Shuggie Bain: The Million-Copy Bestseller

Douglas Stuart

£14.99 £14.24

The 2020 Booker Prize winner was, for me, a Christmas present from Wendy. It is one of those books so universally praised that it doesn’t really matter what I write about it, because the tonne of critical and popular opinion far outweighs the thoughts of a person on the internet. For what it’s worth, I thought it was brilliant. It is the story of the relationship between young Shuggie Bain and his alcoholic mother Agnes. It follows them while Shuggie is growing up, from the age of five to fifteen, against the backdrop of impoverished Glasgow in the 1980s. It has everything: deep characterisation, moving plot, social commentary, beautifully lyrical writing, profound insight, and more. It is superb. I’m reminded of Jeffrey Archer whinging through one of his characters that literary prizes are never given to “storytellers”: this book conclusively proves him wrong.

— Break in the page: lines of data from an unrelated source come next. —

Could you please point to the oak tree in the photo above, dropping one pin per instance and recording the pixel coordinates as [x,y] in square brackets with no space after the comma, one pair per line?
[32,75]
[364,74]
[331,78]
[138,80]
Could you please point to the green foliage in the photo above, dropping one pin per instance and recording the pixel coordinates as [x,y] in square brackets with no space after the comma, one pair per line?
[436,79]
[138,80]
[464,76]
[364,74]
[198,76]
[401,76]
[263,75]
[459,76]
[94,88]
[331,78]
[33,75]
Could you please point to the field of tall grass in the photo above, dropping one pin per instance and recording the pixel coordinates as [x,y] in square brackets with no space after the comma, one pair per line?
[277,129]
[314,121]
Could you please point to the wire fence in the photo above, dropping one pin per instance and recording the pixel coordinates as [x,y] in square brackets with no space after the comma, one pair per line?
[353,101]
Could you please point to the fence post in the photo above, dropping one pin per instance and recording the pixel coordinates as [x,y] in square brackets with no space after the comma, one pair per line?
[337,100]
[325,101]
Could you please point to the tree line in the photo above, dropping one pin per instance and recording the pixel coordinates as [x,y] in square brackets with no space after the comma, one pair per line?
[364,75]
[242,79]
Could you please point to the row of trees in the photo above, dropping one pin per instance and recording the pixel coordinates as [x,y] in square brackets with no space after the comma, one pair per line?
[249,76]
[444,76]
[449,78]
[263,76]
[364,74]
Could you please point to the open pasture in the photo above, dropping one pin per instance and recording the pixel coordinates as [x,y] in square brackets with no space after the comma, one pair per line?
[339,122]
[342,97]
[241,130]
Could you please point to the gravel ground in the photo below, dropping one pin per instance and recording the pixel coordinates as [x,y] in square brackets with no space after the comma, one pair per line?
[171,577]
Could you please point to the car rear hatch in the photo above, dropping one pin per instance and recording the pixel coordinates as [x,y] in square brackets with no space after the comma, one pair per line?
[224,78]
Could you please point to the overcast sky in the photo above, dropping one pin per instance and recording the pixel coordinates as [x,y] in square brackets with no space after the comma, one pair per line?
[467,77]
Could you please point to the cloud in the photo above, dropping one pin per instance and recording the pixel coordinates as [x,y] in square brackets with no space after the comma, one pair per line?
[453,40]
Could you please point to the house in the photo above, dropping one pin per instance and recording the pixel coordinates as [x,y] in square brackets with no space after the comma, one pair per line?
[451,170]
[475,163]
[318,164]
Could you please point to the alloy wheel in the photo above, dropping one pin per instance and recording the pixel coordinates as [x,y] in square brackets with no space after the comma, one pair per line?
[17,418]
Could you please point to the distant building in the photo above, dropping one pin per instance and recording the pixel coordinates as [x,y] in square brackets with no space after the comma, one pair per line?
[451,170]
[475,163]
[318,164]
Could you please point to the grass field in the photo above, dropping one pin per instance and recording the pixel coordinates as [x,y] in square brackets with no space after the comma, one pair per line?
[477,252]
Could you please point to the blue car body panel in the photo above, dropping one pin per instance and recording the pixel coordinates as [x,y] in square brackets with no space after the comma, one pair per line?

The Heart's Invisible Furies

John Boyne

£9.99 £9.49

It takes a certain pluck to choose as an epigraph a quotation from a fictional work ‘written’ by a character you created, as Boyne does for this exceptional 2017 novel. His quote is from Maude Avery who, a novelist and adoptive mother to the protagonist, proved to be a new addition to my list of favourite literary characters. Characterisation is at the heart of this book. The book follows the life of Charles Avery from his birth in the months after the Second World War, through seven-year intervals to his seventieth year. Charles is Irish, but spends parts of his life in a number of different cities. This book reminded me a little of opera, in that the plot is faintly ridiculous and jam-packed with slightly absurd co-incidences, but this didn’t really matter. The plot served only as a device to allow for deeper characterisation and to string together moments of high emotional drama, all set against the accelerated pace of change in social values which characterised the second half of the twentieth century. Boyne deftly moved between very funny passages (even a little slapstick at times) and deeply moving scenes in a way that never jarred. I feel like I’ve made this sound terribly dry, whereas (more than anything else) it was riotously good fun.